Subject understanding character sets and collation
Author Andrew Zenz

Hi all.


Somewhat new to FB and still trying to understand a few things.  Currently attempting to get a handle on character sets and collation. Apologies if the questions appear to be from a simpleton.


I have read a few articles on character sets, including:

and the glossary in the manual.


1. If I understand correctly, NONE as the default character set for a database means all char, varchar and blob(1) columns accept any input as presented, meaning rubbish (corrupt?) data may be able to be stored in/ retrieved from the database?

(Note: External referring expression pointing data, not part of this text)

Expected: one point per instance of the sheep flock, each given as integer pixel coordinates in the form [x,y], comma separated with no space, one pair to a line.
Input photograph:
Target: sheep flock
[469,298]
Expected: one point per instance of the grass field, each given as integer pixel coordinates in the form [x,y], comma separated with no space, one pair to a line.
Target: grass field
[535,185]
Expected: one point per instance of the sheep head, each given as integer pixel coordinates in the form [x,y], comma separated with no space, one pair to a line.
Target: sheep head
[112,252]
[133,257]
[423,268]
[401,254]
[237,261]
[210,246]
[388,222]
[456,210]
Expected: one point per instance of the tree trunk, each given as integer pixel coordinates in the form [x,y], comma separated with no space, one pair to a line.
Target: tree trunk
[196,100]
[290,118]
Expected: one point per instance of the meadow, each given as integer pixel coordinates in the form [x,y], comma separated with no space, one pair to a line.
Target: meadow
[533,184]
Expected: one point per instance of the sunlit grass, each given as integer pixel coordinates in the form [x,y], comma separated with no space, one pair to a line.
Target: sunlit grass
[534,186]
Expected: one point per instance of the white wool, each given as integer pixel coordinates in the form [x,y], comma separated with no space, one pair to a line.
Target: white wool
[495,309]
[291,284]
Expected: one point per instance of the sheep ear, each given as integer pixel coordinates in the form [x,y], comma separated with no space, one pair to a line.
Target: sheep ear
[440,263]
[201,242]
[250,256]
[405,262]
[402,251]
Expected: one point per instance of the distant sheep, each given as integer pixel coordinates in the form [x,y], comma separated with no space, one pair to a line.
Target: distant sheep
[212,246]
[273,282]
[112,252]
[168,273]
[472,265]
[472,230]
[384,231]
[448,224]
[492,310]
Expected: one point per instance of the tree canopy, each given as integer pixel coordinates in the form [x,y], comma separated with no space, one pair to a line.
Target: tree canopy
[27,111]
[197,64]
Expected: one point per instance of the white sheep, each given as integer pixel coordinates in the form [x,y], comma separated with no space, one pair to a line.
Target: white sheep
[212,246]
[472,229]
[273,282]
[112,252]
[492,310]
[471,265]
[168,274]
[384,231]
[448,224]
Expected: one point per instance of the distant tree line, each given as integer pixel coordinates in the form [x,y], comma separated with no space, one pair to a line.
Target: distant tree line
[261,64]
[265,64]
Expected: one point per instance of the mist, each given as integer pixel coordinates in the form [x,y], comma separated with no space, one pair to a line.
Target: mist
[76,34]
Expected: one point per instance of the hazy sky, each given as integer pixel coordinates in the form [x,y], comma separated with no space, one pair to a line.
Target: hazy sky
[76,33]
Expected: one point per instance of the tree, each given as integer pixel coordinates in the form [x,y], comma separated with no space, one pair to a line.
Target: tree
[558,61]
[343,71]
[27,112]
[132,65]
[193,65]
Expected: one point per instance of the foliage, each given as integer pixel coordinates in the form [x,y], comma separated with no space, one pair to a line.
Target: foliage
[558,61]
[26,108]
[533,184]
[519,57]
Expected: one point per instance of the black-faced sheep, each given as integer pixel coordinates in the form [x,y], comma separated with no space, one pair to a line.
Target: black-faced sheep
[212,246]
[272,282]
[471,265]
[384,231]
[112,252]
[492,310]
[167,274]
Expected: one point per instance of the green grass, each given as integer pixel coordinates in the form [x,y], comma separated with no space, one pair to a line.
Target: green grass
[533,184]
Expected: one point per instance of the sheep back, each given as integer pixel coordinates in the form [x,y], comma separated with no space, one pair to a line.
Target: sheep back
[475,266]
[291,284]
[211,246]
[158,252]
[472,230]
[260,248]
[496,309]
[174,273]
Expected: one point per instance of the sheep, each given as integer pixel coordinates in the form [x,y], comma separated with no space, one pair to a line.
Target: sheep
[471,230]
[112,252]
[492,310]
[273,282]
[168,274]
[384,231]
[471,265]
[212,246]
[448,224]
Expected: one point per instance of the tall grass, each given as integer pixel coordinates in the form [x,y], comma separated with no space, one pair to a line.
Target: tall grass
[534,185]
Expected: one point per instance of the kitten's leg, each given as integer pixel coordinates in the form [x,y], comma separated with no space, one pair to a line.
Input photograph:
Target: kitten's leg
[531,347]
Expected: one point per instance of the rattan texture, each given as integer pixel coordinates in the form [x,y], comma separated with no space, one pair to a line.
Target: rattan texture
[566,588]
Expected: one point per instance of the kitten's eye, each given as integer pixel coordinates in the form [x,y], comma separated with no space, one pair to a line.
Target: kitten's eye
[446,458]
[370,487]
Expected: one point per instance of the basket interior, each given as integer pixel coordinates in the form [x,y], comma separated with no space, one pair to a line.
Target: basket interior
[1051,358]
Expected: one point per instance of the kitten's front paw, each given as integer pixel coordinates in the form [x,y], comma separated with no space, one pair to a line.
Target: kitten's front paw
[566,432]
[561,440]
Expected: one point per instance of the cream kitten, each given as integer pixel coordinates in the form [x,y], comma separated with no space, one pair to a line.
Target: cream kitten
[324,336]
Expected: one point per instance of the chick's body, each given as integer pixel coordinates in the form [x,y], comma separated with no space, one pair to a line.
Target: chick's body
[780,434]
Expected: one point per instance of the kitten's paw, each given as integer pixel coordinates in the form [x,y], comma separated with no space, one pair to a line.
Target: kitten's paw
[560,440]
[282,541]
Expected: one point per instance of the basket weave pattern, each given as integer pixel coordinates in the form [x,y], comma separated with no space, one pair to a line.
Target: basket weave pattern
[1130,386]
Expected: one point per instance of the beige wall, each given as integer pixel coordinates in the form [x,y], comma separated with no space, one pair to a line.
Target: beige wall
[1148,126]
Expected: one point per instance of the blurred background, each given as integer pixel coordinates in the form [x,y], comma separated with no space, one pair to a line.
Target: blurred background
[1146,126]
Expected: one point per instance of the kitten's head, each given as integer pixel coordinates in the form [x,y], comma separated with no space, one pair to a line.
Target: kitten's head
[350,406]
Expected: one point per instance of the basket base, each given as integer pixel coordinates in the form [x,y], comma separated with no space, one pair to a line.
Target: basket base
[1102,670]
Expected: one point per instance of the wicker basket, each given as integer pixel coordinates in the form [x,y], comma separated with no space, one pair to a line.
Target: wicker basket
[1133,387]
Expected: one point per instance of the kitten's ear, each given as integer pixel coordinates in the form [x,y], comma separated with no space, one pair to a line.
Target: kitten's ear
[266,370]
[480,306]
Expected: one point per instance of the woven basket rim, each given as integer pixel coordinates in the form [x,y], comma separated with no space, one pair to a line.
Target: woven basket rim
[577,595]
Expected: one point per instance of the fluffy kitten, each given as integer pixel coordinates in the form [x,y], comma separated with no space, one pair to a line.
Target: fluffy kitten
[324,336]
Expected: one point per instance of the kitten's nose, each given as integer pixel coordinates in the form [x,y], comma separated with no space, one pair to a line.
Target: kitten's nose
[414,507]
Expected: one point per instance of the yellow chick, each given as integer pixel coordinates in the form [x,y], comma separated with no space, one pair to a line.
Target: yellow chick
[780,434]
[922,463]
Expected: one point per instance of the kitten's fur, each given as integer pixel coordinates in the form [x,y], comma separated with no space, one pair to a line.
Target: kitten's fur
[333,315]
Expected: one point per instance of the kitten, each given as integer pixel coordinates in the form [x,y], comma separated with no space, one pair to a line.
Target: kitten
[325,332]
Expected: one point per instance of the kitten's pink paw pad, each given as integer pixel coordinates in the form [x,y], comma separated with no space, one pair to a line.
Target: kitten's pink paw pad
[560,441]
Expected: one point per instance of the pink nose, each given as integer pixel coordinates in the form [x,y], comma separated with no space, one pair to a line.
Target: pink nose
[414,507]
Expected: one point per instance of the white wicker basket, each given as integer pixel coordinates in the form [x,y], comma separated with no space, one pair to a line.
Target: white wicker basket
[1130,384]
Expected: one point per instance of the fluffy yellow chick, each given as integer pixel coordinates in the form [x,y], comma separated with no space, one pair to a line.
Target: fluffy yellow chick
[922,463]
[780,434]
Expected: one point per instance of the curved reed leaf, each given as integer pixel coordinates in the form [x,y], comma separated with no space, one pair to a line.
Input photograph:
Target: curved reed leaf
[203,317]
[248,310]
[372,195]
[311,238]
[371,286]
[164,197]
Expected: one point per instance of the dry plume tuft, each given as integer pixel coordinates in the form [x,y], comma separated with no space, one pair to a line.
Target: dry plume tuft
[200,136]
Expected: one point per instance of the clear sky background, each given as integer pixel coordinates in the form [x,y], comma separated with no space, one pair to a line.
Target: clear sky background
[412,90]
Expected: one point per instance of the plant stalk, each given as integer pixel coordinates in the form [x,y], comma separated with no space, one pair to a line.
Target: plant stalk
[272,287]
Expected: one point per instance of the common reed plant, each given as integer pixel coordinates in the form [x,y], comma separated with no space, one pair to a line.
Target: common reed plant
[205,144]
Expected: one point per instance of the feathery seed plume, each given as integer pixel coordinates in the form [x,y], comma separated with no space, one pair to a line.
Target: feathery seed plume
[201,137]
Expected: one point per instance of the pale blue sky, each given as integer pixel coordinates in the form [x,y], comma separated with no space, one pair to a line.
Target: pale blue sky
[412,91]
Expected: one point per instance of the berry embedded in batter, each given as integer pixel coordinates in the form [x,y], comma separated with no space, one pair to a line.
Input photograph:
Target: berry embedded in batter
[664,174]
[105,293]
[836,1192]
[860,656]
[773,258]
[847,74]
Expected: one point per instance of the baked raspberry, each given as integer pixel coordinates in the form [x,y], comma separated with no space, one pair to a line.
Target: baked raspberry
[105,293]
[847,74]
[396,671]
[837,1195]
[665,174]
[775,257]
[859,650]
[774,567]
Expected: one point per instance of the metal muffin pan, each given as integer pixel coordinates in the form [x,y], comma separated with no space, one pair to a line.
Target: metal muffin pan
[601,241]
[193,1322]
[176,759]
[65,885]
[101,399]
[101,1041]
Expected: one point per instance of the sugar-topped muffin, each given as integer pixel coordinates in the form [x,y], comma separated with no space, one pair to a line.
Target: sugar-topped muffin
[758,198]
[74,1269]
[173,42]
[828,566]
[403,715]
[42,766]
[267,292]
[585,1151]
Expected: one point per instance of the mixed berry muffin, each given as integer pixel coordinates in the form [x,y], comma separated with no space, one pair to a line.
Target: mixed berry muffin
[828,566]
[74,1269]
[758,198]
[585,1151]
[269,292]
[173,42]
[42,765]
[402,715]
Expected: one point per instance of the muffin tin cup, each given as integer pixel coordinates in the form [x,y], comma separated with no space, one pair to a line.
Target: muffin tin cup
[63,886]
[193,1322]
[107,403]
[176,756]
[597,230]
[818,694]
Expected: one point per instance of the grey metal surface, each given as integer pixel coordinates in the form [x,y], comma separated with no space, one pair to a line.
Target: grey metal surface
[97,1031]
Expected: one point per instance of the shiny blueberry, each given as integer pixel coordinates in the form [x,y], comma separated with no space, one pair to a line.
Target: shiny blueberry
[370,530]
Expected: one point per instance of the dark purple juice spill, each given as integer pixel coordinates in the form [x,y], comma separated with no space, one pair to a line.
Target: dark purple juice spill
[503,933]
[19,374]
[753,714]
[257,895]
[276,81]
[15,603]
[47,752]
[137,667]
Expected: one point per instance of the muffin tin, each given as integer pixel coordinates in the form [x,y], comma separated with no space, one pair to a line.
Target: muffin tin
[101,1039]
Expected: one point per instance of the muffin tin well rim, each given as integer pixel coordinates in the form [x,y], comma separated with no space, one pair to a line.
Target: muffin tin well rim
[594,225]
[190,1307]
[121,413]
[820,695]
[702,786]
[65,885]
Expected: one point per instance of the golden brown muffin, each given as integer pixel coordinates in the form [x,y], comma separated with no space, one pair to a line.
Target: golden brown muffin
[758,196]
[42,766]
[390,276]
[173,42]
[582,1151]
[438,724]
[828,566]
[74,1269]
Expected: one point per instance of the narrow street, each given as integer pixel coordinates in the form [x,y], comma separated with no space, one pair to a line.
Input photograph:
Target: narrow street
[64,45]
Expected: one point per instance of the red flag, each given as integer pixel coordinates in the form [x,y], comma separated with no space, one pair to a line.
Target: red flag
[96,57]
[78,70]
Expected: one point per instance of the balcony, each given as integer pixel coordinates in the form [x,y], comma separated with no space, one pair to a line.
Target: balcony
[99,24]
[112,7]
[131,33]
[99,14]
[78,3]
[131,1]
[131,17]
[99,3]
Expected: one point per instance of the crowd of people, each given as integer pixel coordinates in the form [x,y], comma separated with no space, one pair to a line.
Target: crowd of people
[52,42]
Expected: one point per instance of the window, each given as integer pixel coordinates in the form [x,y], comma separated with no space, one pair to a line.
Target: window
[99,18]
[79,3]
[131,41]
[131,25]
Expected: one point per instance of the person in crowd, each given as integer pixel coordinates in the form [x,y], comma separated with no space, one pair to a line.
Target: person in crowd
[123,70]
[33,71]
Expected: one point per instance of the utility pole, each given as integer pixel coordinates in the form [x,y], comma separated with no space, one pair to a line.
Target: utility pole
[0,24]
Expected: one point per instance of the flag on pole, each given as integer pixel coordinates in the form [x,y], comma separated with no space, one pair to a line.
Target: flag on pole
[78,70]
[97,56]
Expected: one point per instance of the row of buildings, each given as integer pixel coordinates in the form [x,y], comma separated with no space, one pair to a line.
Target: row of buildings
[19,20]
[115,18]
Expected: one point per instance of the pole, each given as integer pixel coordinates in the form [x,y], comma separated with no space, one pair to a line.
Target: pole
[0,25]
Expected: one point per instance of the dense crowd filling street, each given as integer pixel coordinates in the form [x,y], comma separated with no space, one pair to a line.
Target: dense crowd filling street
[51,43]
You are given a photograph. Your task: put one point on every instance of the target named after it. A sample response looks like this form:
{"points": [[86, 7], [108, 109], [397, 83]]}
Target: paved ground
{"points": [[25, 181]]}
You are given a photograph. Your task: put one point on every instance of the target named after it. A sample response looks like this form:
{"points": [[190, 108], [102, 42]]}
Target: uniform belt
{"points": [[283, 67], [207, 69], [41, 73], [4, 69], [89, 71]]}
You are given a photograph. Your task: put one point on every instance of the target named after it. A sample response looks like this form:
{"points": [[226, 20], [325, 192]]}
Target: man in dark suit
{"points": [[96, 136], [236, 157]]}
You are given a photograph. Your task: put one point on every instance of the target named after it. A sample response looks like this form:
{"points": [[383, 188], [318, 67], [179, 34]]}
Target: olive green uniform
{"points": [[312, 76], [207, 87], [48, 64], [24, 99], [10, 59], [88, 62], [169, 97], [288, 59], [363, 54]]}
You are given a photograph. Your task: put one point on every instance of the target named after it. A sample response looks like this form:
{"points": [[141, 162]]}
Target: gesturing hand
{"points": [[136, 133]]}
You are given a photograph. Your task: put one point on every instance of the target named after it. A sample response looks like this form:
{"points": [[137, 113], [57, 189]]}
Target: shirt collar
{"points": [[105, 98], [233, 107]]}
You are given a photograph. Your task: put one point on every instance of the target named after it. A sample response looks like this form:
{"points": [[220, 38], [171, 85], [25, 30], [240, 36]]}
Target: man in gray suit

2. When doing an order by on a column with NONE as the character set, for example ‘ORDER BY E.SURNAME’, surnames in all CAPS will be displayed before surnames in lower case (honouring the ASCII values).  Testing shows this can be overcome by using ‘UPPER(E.SURNAME)’ but this can be tedious and repetitive.  Would setting a database character set such as UTF-8 with a collation of UNICODE_CI_AI (as indicated in the second link), as a default, overcome this?  What would happen if rubbish/corrupt/invalid data was written (or attempted) to the database?


While I work/develop in Australia and much of the data entry is going to be English, some of our clients may end up wanting to include European characters.


The inference from the articles seems to be that having NONE as a character set is acceptable, but ideally it should/must have a character set.


I am trying to avoid being bitten on the but later on.


Any suggestions appreciated.